Anyway, I was reading an old issue of Wired today and ran across this article about using ambient displays to help people monitor their electricity usage. (There is a company called Ambient Devices1 that sells some interesting stuff in this realm, including an umbrella whose handle glows when it’s going to rain.) As Clive Thompson explains,

Electricity is invisible. That’s why we waste so much of it in the home — leaving rechargers permanently plugged in and electronic devices idling in power-slurping “sleep” modes. We can’t see that our houses account for nearly a quarter of the nation’s energy appetite; we don’t know when the grid is nearing capacity and expensive to use.

So [Mark] Martinez [of Southern California Edison] hacked his customers’ perceptual apparatuses. He made energy visible.

ambient orb and umbrella

Made me think a lot about what other types of displays could be developed to help consumers monitor their usage in a non-dollars-and-cents sort of way. Thompson even offers up his own ideas, “Here’s an even wilder idea: How about making our energy use visible to everyone? Imagine if your daily consumption were part of your Facebook page — and broadcast to your friends by RSS feed. That would trigger what Ambient Devices CEO David Rose calls the sentinel effect: You’d work harder to conserve so you don’t look like a jackass in front of your peers.” (Dopplr does this in an interesting way with your carbon display.) Seems like there’s a ton of opportunity to find really interesting ways to deliver this kind of information to consumers.

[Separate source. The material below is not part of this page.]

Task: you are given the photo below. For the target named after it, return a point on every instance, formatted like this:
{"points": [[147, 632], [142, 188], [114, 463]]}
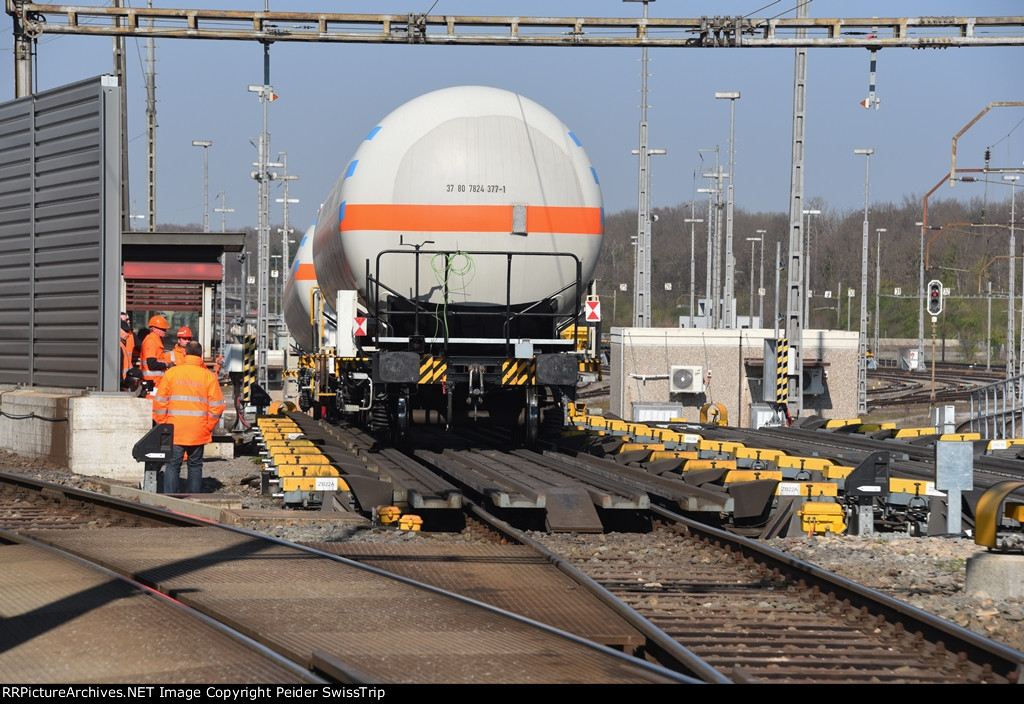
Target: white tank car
{"points": [[301, 279], [464, 171]]}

Both of the bottom two products (not the meter) are taken from the Ambient Devices website.

1Update (4/6/09): Rick noted this disclosure in the comment: “Full disclosure from an elder Barbarian – Noah may not know that Ambient Devices is actually an old client of ours, and we’re friends with David, as well as his former fellow executive Nabeel Hayatt, who’s over at Conduit Labs now!” Just wanted to clear it up. I had no idea.